A project to quantitatively compare TCP and ICMP RTTs and losses would be to use hping3 (does not support ipv6) or nping (supports ipv6) to measure TCP RTTs and losses to multiple web servers (port 80) already pinged by PingER and compare them to those of similar ICMP. measurements (made from the same measurement agent (MA) at similar times)
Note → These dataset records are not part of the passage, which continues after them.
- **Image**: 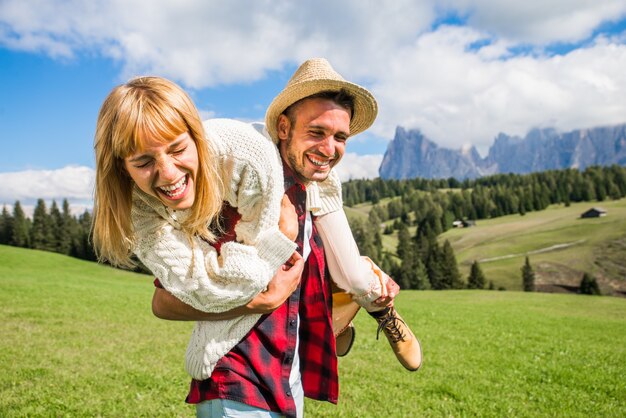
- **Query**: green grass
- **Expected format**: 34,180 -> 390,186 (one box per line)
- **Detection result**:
0,246 -> 626,417
370,199 -> 626,294
440,199 -> 626,292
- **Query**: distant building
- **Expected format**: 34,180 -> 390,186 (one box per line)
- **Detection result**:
580,208 -> 606,218
452,219 -> 476,228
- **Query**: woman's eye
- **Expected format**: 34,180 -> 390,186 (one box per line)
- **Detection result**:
135,160 -> 152,168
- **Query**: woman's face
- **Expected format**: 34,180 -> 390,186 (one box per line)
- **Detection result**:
124,132 -> 198,210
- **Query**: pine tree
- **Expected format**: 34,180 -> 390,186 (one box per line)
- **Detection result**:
522,256 -> 535,292
580,273 -> 601,295
30,199 -> 54,251
56,199 -> 78,255
10,200 -> 30,248
70,211 -> 97,261
440,240 -> 464,289
0,206 -> 13,245
467,260 -> 486,289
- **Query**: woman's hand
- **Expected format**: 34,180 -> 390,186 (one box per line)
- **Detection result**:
246,252 -> 304,314
278,194 -> 299,241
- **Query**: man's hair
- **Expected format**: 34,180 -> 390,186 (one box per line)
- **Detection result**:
283,89 -> 355,127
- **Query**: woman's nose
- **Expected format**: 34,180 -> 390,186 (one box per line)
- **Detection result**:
157,156 -> 180,181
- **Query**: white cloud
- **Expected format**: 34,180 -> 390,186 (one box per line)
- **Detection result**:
444,0 -> 626,44
335,153 -> 383,181
0,166 -> 95,206
0,0 -> 626,155
372,27 -> 626,150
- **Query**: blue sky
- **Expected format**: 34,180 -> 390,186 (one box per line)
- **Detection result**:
0,0 -> 626,212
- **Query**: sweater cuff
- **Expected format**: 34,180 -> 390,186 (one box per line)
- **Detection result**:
255,228 -> 297,273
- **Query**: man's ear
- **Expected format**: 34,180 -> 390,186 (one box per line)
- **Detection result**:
276,113 -> 291,141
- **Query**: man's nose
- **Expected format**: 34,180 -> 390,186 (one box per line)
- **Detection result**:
318,135 -> 336,157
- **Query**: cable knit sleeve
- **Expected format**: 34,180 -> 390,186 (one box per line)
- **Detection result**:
307,170 -> 343,216
132,193 -> 288,312
204,119 -> 296,267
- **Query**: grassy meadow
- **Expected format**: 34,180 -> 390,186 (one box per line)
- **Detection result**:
346,199 -> 626,294
0,246 -> 626,417
440,199 -> 626,293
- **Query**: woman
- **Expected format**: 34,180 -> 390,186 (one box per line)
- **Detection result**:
94,77 -> 404,380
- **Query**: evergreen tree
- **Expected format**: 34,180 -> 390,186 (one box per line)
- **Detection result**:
396,223 -> 412,260
467,260 -> 486,289
424,241 -> 449,290
440,240 -> 464,289
10,200 -> 30,248
70,211 -> 97,261
0,206 -> 13,245
522,256 -> 535,292
580,273 -> 601,295
49,200 -> 69,254
30,199 -> 54,251
57,199 -> 78,255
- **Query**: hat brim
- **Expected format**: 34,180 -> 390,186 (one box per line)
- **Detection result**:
265,79 -> 378,143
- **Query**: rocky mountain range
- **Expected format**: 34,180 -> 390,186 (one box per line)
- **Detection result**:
379,123 -> 626,180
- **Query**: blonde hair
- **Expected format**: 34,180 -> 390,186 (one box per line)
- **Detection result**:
93,77 -> 224,267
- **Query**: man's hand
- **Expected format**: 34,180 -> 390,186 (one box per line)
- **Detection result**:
374,276 -> 400,306
278,194 -> 299,241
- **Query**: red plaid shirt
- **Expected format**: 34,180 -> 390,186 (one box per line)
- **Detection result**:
187,163 -> 339,417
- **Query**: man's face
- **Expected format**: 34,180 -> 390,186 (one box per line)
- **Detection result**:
277,98 -> 350,184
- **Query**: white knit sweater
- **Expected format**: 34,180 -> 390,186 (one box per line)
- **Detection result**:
132,119 -> 342,380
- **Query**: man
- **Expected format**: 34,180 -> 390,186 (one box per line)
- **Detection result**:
153,59 -> 421,416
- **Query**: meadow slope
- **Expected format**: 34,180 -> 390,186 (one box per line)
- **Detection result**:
0,246 -> 626,417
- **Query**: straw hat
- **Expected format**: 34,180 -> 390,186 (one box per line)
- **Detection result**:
265,58 -> 378,142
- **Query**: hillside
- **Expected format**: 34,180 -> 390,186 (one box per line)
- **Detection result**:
0,246 -> 626,418
440,199 -> 626,295
354,199 -> 626,296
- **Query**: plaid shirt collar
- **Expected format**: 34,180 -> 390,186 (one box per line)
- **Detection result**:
187,161 -> 339,417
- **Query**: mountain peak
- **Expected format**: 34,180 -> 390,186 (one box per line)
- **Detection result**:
379,124 -> 626,180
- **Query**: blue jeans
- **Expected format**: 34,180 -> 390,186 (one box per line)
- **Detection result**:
196,399 -> 282,418
196,379 -> 304,418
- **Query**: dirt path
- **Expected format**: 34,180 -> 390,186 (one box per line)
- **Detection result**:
478,239 -> 587,263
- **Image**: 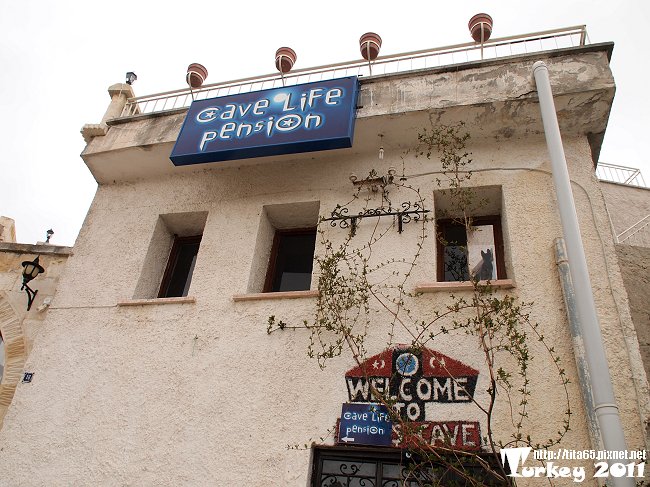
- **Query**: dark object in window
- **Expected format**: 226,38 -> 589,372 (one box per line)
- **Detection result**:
264,228 -> 316,293
158,235 -> 201,298
437,216 -> 506,282
311,447 -> 508,487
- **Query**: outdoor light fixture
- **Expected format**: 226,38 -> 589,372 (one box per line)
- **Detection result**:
20,256 -> 45,311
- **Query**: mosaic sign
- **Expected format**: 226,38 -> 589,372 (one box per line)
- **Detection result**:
170,76 -> 359,166
338,347 -> 481,449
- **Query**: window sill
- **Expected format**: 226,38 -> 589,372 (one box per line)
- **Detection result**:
117,296 -> 196,306
415,279 -> 515,293
232,290 -> 318,301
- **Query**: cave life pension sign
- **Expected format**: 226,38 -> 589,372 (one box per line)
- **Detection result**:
338,346 -> 481,450
170,76 -> 359,166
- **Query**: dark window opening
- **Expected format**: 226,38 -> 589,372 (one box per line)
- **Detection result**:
264,228 -> 316,292
311,447 -> 508,487
158,235 -> 201,298
437,216 -> 506,282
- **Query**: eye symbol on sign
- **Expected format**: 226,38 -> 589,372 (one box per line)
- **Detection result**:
276,114 -> 302,132
395,353 -> 418,376
196,107 -> 219,122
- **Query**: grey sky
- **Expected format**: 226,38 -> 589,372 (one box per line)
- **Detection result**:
0,0 -> 650,245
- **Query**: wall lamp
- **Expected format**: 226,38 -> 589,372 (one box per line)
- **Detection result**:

For example we could use the command:

460cottrell@pinger:~$sudo hping3 -p 80 -c 2 -S www.google.com
[sudo] password for cottrell:
HPING www.google.com (eth0 172.217.14.100): S set, 40 headers + 0 data bytes
len=46 ip=172.217.14.100 ttl=50 id=44206 sport=80 flags=SA seq=0 win=42780 rtt=10.0 ms
len=46 ip=172.217.14.100 ttl=50 id=24818 sport=80 flags=SA seq=1 win=42780 rtt=9.8 ms
--- www.google.com hping statistic ---
2 packets transmitted, 2 packets received, 0% packet loss
round-trip min/avg/max = 9.8/9.9/10.0 ms
or
476cottrell@pinger:~$sudo nping -c 2 --tcp -p 80 www.google.com
Starting Nping 0.5.51 ( http://nmap.org/nping ) at 2018-01-13 15:05 PST
SENT (0.0173s) TCP 134.79.104.80:36386 > 172.217.14.100:80 S ttl=64 id=19801 iplen=40  seq=790870282 win=1480
RCVD (0.0274s) TCP 172.217.14.100:80 > 134.79.104.80:36386 SA ttl=50 id=43697 iplen=44  seq=610794609 win=42780 <mss 1380>
SENT (1.0178s) TCP 134.79.104.80:36386 > 172.217.14.100:80 S ttl=64 id=19801 iplen=40  seq=790870282 win=1480
RCVD (1.0276s) TCP 172.217.14.100:80 > 134.79.104.80:36386 SA ttl=50 id=44487 iplen=44  seq=626421474 win=42780 <mss 1380>
Max rtt: 9.827ms | Min rtt: 9.613ms | Avg rtt: 9.720ms
Raw packets sent: 2 (80B) | Rcvd: 2 (92B) | Lost: 0 (0.00%)
Tx time: 1.00076s | Tx bytes/s: 79.94 | Tx pkts/s: 2.00
Rx time: 2.00249s | Rx bytes/s: 45.94 | Rx pkts/s: 1.00
Nping done: 1 IP address pinged in 2.03 seconds
or 
486cottrell@pinger:~$sudo nping -p 80 -c 2 -6 --tcp-connect 2001:da8:270:2018:f816:3eff:fef3:bd3
Starting Nping 0.5.51 ( http://nmap.org/nping ) at 2018-01-13 15:21 PST
SENT (0.0021s) Starting TCP Handshake > 2001:da8:270:2018:f816:3eff:fef3:bd3:80
RECV (0.1679s) Handshake with 2001:da8:270:2018:f816:3eff:fef3:bd3:80 completed
SENT (1.0041s) Starting TCP Handshake > 2001:da8:270:2018:f816:3eff:fef3:bd3:80
RECV (1.1692s) Handshake with 2001:da8:270:2018:f816:3eff:fef3:bd3:80 completed
Max rtt: 165.789ms | Min rtt: 165.073ms | Avg rtt: 165.431ms
TCP connection attempts: 2 | Successful connections: 2 | Failed: 0 (0.00%)
Tx time: 1.00329s | Tx bytes/s: 159.48 | Tx pkts/s: 1.99
Rx time: 1.16836s | Rx bytes/s: 68.47 | Rx pkts/s: 1.71
Nping done: 1 IP address pinged in 1.17 seconds

We could use the list of PingER www hosts that respond to pings. Note that sometimes pings are blocked to a host but TCP port 80 packets work, e.g. adl-a-ext1.aarnet.net.au (202.158.195.68).